Congratulations to Sacha Baron Cohen on receiving two Golden Globes tonight for “Borat Subsequent Moviefilm,” including this immortal scene filmed at CPAC 2020:
The inspirational high point of the speech was when he spat out the names of Liz Cheney, Mitt Romney and other Republican leaders he considers his enemies. Trump is no Stalin, but this was a feature of some Stalinist rallies.
Now he is panhandling for future “campaign” money.

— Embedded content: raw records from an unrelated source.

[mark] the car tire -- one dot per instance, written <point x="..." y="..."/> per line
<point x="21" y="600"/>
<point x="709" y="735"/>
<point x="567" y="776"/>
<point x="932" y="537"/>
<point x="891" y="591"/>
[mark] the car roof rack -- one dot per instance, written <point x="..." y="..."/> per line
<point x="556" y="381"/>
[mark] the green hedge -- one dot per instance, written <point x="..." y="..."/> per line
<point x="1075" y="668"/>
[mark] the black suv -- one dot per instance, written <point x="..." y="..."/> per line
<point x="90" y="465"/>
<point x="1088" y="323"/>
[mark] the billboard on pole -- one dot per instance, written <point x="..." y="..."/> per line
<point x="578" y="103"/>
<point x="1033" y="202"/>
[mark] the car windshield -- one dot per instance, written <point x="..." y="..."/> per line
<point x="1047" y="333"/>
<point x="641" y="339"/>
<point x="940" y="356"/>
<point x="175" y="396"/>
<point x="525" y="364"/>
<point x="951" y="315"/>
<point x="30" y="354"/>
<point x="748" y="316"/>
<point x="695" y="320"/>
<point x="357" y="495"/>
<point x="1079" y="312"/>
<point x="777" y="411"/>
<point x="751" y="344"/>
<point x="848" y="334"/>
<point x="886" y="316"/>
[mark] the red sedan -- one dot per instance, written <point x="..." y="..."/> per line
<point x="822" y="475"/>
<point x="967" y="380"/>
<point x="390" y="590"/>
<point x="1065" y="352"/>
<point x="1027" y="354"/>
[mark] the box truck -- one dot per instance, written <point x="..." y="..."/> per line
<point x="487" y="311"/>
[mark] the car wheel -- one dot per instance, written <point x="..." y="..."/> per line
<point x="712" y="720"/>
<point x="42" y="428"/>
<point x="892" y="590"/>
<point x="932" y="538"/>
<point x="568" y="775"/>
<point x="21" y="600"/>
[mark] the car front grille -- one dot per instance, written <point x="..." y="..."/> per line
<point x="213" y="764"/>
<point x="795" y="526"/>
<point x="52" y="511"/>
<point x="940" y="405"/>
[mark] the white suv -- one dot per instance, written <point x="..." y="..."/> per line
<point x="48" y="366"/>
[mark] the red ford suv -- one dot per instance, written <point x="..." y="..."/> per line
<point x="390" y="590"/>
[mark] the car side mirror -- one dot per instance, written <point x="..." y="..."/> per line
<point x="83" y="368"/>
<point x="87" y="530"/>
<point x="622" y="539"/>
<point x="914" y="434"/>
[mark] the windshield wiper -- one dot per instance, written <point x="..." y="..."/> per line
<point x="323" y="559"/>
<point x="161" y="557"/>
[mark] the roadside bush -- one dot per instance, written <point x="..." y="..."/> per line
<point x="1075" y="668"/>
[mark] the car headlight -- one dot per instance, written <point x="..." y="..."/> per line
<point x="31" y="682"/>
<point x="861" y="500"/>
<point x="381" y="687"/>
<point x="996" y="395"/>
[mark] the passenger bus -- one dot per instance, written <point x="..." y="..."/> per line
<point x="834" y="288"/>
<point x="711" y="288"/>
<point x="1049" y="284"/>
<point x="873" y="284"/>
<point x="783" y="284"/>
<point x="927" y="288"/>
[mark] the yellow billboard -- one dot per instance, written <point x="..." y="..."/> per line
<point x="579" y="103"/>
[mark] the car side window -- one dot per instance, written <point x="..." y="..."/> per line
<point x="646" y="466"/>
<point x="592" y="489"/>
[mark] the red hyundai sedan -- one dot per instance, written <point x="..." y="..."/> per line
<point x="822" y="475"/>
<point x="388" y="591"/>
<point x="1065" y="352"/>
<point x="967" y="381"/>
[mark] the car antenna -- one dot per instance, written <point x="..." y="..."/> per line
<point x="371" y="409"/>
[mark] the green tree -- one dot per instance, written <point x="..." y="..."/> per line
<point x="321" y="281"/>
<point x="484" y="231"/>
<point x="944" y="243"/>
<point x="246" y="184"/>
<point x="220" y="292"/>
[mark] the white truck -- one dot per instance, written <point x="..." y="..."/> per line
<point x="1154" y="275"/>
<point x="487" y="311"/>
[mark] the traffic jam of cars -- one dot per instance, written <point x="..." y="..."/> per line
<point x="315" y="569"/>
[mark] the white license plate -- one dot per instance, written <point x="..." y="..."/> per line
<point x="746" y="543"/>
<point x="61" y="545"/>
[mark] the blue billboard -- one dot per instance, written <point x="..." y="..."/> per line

Anyone care to guess what he will do with that money?
He claims that people didn’t know that Jim Jordan was a wrestler.
He lambastes Supreme Court, one third of which he appointed.
No, the 2020 election was not “rigged,” and this crowd should not be shouting at him, “You won!”
So modest — why hasn’t he ever mentioned before that he started a “Space Force?”
Despite what Hemingway said, it is not only heroes that become a bore at last.
Did he happen to mention that he likes the Second Amendment?
Have we gotten to the part where he claims that nobody knew Abraham Lincoln was a Republican?
Unlike when he was reportedly talked out of it at Walter Reed, does he end this plodding speech by tearing off his suit and shirt to reveal a Superman t-shirt?
We going to hear the part where he boasts about liberating us to say “Merry Christmas” again?
Is this what it sounds like when he sits next to the pig-in-a-blanket table at Mar-a-Lago, talking to resort customers who haven’t yet heard these stories?